Seriously, I don't think Google is claiming this is some all-in-one solution or a fully featured streaming box. Are they?

But for some people and situations, this is pretty damn cool.

And if you think it's going to take a "few years" for 'dumb TV's' to disappear, you're pretty optimistic.


RE: I'm confused
By retrospooty on 7/25/2013 11:11:41 AM , Rating: 3
I know, what is so hard to get about this? It's not for every TV... It's for the millions and millions of TV's out there that dont support wireless video.

For a mere $35, you plug this tiny dongle into any HDMI port and that it, you have wireless streaming from any device, your tablet, your phone, your laptop, whatever.

The other thing is the UI. Its one nice and easy UI that can do it, where your existing UI might suck. For me, I have a Tivo HD. The Tivo's UI is great for TV, but the other options, Netflix, Amazon, etc are absolutely horrible. Even most smart TV's UI's are crappy. I would get this even though I dont need it, because for $35, you cant go wrong. Its not for everyone in every situation, but its a good cheap and easy option for those that can use it.


RE: I'm confused
By Spuke on 7/25/2013 3:43:41 PM , Rating: 2
quote:
For a mere $35, you plug this tiny dongle into any HDMI port and that it, you have wireless streaming from any device, your tablet, your phone, your laptop, whatever.
BAM! NONE of my TV's are smart. This is a Godsend as far as I'm concerned. And, yes, I'm on the buy list. Too bad I didn't find this out till this morning before they all sold out. Even the wife is impressed.


RE: I'm confused
By bug77 on 7/25/2013 11:15:50 AM , Rating: 2
When I said they'll disappear, I meant from vendor's catalogues. I know people will hold on to their TV a while longer.


RE: I'm confused
By Rukkian on 7/25/2013 11:15:36 AM , Rating: 3
It is your option, but paying ~$300 extra for a "smart" tv, where most of the apps are not updated very often and have a clunky interface instead of $35 for a portable device that should work with any HDMI (practically) TV, does not sound smart.
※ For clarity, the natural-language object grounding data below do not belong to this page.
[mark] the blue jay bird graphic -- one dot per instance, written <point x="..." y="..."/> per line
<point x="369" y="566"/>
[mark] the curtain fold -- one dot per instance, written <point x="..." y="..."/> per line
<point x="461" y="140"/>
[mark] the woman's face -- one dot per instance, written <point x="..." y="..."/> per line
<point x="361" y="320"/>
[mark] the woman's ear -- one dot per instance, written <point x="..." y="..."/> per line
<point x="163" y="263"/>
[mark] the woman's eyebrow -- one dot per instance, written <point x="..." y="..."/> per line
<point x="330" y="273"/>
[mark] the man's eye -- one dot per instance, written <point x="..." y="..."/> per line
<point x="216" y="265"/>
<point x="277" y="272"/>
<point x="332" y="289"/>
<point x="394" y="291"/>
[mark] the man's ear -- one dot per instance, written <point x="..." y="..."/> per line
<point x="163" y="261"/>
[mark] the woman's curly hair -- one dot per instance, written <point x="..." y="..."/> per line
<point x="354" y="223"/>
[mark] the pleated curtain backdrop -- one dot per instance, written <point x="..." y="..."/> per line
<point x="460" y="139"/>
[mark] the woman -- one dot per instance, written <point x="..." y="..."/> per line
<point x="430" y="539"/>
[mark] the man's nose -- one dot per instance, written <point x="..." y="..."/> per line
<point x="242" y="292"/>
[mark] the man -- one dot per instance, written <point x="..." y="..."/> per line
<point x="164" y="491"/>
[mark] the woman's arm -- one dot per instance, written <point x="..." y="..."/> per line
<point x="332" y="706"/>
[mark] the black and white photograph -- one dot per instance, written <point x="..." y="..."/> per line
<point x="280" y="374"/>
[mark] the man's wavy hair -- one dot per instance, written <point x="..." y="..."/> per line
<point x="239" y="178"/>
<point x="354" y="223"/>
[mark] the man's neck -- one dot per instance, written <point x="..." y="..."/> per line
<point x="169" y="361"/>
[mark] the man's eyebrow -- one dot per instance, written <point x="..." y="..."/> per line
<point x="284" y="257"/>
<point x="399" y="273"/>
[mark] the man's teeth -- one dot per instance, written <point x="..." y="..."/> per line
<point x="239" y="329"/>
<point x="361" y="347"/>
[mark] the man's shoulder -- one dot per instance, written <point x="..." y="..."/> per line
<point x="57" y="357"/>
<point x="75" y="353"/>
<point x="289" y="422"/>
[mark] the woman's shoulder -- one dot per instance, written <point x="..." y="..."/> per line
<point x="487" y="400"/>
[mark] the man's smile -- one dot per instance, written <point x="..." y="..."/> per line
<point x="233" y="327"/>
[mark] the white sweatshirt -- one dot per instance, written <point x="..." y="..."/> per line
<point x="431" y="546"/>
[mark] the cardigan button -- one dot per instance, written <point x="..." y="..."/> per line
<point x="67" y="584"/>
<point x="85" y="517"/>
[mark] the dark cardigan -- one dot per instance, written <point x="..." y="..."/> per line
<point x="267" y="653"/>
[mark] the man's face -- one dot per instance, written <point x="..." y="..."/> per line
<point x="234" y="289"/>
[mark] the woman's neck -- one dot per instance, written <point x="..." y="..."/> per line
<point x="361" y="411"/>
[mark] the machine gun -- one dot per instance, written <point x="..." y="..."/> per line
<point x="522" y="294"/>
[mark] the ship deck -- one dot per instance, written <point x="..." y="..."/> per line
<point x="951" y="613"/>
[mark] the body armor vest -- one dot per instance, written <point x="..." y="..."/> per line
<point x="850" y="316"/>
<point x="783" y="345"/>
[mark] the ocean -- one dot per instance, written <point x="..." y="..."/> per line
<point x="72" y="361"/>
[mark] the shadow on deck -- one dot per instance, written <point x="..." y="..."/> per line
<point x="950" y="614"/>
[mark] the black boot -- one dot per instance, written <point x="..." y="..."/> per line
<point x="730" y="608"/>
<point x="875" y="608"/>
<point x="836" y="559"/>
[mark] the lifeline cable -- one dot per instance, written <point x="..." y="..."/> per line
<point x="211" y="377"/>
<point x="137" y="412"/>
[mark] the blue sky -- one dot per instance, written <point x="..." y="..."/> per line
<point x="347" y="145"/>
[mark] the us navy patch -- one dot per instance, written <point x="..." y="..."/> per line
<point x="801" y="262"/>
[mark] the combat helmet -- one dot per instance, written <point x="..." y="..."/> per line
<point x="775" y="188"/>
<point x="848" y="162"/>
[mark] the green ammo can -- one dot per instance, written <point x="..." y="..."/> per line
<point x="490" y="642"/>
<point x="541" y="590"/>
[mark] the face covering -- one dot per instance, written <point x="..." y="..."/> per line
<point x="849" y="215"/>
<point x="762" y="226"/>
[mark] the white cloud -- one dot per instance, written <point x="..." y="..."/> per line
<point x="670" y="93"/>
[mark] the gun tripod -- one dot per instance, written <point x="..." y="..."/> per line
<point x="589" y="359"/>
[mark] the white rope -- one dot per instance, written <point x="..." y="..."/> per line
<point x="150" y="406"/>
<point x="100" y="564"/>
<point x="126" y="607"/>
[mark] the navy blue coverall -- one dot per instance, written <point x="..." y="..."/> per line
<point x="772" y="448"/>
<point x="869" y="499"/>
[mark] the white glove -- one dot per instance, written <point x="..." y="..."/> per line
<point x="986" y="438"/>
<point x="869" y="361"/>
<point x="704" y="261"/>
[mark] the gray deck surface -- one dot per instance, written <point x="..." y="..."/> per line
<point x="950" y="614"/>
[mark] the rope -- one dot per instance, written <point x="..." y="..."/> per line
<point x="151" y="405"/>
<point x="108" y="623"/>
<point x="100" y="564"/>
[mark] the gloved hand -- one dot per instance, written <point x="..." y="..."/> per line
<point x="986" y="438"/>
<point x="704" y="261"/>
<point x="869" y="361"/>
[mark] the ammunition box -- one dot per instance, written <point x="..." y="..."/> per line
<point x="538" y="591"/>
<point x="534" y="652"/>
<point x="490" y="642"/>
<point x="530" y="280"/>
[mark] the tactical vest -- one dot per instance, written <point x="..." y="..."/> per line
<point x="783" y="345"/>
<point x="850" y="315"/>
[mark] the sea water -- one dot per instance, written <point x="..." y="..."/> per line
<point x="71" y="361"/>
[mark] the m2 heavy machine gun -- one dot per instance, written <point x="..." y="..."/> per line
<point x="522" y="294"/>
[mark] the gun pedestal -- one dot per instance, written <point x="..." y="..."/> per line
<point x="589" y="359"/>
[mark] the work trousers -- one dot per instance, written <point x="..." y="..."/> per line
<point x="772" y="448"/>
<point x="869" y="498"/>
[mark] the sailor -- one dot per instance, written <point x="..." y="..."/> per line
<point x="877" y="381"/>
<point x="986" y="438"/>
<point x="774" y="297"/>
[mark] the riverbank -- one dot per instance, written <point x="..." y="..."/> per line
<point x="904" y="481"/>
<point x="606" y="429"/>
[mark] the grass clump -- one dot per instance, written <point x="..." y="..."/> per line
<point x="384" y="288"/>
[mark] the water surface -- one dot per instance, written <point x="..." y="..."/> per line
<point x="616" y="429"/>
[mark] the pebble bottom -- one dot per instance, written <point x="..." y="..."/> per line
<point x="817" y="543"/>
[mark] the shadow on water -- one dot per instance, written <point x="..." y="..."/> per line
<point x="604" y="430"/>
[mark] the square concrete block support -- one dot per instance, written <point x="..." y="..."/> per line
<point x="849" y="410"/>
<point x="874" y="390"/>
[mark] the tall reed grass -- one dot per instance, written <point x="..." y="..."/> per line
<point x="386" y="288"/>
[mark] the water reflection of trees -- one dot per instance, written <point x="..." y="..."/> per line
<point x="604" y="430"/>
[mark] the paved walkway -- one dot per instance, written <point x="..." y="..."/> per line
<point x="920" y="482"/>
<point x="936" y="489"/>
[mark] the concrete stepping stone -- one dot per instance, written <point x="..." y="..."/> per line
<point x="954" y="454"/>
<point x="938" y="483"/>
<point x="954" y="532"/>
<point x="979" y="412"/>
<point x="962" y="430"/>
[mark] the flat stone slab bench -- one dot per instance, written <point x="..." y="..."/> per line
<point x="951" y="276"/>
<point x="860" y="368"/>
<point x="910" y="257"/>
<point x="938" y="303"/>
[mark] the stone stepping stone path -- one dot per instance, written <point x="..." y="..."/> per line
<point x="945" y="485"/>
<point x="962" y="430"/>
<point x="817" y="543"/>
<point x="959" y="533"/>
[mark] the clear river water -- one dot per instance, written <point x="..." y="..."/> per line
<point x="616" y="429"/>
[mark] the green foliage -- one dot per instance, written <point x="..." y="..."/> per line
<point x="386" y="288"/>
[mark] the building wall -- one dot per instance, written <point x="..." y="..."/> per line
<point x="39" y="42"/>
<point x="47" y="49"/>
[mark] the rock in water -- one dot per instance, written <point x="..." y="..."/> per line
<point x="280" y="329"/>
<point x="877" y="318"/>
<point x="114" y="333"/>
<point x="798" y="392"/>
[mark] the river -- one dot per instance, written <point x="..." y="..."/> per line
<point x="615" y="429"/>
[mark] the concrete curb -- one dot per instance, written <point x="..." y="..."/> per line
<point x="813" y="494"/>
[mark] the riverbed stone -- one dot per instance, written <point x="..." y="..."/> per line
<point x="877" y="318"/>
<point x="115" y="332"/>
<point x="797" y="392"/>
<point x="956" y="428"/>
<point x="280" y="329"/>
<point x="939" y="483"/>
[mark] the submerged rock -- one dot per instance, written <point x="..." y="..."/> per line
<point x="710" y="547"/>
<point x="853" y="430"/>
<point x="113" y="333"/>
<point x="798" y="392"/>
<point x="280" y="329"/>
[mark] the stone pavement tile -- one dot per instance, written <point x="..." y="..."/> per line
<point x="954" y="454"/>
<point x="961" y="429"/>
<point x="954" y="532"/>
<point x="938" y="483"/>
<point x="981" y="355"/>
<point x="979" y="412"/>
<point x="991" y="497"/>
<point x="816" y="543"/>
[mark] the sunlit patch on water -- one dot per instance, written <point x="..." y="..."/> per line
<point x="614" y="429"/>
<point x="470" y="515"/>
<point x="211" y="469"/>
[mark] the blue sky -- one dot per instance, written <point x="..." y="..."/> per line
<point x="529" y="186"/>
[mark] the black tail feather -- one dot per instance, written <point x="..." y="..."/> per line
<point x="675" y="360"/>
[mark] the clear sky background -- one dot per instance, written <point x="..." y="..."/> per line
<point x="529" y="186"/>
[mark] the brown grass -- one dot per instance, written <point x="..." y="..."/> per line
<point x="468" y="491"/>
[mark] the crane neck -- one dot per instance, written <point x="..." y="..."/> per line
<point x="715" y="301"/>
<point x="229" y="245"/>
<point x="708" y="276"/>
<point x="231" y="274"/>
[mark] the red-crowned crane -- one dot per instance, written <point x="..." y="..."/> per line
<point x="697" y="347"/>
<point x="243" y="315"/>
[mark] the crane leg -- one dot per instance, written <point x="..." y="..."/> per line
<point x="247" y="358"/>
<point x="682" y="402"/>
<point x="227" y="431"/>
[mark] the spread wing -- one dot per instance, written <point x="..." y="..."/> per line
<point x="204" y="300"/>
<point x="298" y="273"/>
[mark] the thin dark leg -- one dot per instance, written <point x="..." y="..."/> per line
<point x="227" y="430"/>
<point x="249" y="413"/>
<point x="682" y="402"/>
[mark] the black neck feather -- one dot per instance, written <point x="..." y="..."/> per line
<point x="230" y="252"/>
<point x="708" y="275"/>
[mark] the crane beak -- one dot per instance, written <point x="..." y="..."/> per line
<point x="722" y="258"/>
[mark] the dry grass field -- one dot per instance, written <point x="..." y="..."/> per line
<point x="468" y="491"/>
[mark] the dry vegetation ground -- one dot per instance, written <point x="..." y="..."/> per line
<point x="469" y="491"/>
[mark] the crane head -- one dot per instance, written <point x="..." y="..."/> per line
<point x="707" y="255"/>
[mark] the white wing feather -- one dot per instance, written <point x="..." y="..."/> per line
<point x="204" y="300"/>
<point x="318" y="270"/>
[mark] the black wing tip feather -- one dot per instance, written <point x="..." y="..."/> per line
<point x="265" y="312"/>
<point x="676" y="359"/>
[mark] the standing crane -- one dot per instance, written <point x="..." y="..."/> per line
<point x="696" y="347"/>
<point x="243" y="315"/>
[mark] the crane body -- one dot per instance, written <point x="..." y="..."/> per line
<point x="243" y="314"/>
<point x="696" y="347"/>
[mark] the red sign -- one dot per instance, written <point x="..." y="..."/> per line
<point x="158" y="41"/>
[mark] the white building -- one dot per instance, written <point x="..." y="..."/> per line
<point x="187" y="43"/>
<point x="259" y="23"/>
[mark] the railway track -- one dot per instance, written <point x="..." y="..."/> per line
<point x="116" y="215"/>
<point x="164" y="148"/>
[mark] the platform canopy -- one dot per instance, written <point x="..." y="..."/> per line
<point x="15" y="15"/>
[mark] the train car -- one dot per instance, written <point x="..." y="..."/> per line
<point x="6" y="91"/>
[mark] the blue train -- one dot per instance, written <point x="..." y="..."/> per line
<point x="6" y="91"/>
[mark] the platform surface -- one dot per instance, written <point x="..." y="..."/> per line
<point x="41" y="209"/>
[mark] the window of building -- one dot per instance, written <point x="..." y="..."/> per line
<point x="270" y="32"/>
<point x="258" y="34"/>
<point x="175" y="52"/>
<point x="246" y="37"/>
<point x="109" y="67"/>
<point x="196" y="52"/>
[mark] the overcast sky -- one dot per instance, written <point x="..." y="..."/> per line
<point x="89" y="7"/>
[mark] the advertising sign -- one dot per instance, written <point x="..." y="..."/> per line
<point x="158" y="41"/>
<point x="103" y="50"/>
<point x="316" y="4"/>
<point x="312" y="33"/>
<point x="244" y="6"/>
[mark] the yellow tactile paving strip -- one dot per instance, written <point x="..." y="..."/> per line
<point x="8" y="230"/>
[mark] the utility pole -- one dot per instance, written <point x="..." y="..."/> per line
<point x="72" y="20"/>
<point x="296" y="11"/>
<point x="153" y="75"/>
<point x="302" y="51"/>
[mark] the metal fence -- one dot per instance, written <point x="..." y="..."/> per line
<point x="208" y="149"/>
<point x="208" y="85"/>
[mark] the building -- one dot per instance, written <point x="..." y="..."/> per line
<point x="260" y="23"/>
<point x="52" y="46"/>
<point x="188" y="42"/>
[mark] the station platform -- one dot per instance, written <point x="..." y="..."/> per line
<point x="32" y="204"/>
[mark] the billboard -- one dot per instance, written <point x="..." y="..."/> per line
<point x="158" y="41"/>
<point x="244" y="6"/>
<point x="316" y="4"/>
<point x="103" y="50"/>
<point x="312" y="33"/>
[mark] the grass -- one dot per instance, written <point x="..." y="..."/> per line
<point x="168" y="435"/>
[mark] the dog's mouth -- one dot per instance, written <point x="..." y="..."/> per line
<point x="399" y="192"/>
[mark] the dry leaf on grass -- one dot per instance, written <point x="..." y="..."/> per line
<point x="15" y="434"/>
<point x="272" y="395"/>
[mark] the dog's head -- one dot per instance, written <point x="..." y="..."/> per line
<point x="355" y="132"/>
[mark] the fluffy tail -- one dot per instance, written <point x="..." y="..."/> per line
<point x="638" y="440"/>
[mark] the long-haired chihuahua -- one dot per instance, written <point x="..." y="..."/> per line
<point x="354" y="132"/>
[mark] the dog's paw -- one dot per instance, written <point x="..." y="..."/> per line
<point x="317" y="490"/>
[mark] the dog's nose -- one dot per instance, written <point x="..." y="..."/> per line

All of the so called "smart" tvs I have played with have older interfaces, that rarely update and are not as easy to use.


RE: I'm confused
By bug77 on 7/25/2013 12:08:33 PM , Rating: 2
First of all, the difference is not $300. It may not even be $200.
Second, "dumb" TVs are also limited to "100Hz" or so (using the marketing speak where 100Hz can mean a lot of things). Smart TV routinely do 200, 400 or more.
So yes, I got that someone who doesn't have a smart TV could use this, but it doesn't save you nearly as much as you'd think.

Also, the apps on my Samsung seems to be getting a few updates each month. Don't ask me what they do, I don't get a change log. The YouTube application which I use the most has gotten some nice improvements, tho.


RE: I'm confused
By Rukkian on 7/25/2013 12:54:32 PM , Rating: 2
I have a 240HZ LG LED 42", and it was more than $300 more than the equivalent smart LG. I have no need for a smart tv, cause I have a pc next 2 it with an hdmi out, but I am still ordering one of these, cause it is cheaper than adding a bt keyboard and mouse to use from the couch. I also dont have to pay the extra price if/when I change out my tv again.

While it may not be for everybody, I was responding to those that say there is absolutely no need for this and will be replaced by smart tv's.


RE: I'm confused
By Moishe on 7/26/2013 2:22:07 PM , Rating: 2
Exactly.... the control mechanism, portability, and price make this a no-brainer.


RE: I'm confused
By XZerg on 7/25/2013 12:57:53 PM , Rating: 2
your argument is invalid! there, happy?

this merely serves as an option for those who have tvs that do not provide features this device does or want some device that they can control via their ios/andriod devices.

heck i wonder if i can connect this to my monitor and watch movies off of it. imagine that.